When I was growing up in the fifties and sixties in rural southern Indiana, we had a “great room” and did not even know it.  According to “Listing Ups,” a real estate resource, the “great room” combines all the parts of the living room and family room into one big room with high ceilings and plenty of light from windows.

For us this room (without the high ceilings) was literally the living room because except for bedrooms and bath, this room was where we lived and were family.  You see, this room was also the furnace room.  Our coal stove sat in the middle of the room and was attractive to all family members because we could keep warm in   that room.  This room was Mom’s quilting room and we had to navigate carefully around the quilting frames in January and February because that is when she spent much time making quilts.  On Tuesdays this room usually became the ironing room.  Lots of conversation occurred while Mom ironed our clothes she had washed on Monday.

This was the changing room for me in the winter because it was the warmest place in the house to change clothes.  When more than four or five guests came, this became the formal dining room with card tables moved into the space to accommodate everyone.  Mom usually had the visiting preacher for dinner sometime during each gospel meeting and we ate and talked in that space.  Family birthdays were celebrated in that room.
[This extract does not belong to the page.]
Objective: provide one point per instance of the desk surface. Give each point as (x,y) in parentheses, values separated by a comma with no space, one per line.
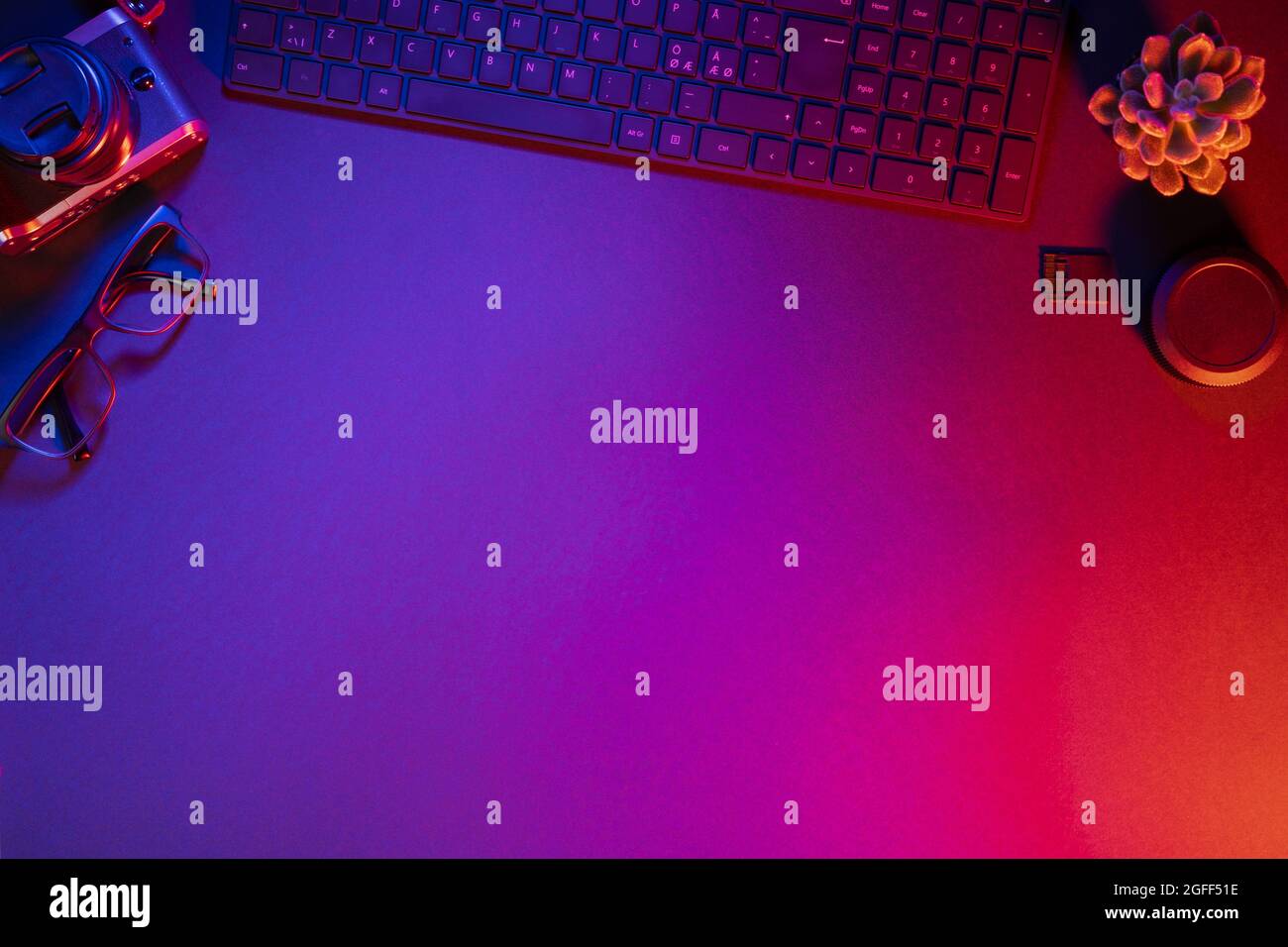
(471,427)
It was the entertainment room because the radio was in one corner and I could get close enough to listen to Red Skelton or follow “The Lone Ranger.”  Later it became the television room where we watched through a snowy screen “The $64,000 Question” and the “Kennedy Nixon debates.” With the radio or television off, on rare occasions it became the homework room.

Today we have compartmentalized much of the activities of the family at home.  We have a separate room for each of the above in many homes.  With the busy lives we live, I’m not sure we have nearly enough family time to eat together, laugh together, pray together, and learn about what each member of the family is doing or has done.

David reminds us in Psalm 90 that our time on earth is limited even if we live several decades.  Our children live in our homes for a short time and then have families of their own.  Our homes need to be places where we can share family time and enjoy helping each other grow and mature physically and spiritually.

Create a schedule where you all regularly spend time around a table eating, playing games, having lively discussions about what you are thinking, talking about school, or working.

It was easier in the fifties and sixties because we did not have the numerous choices families have today.  The examples I gave earlier were not so much choices but a way of life for families growing up in America in that era.  Let’s be sure to have a room where the whole family looks forward to being present and sharing our lives.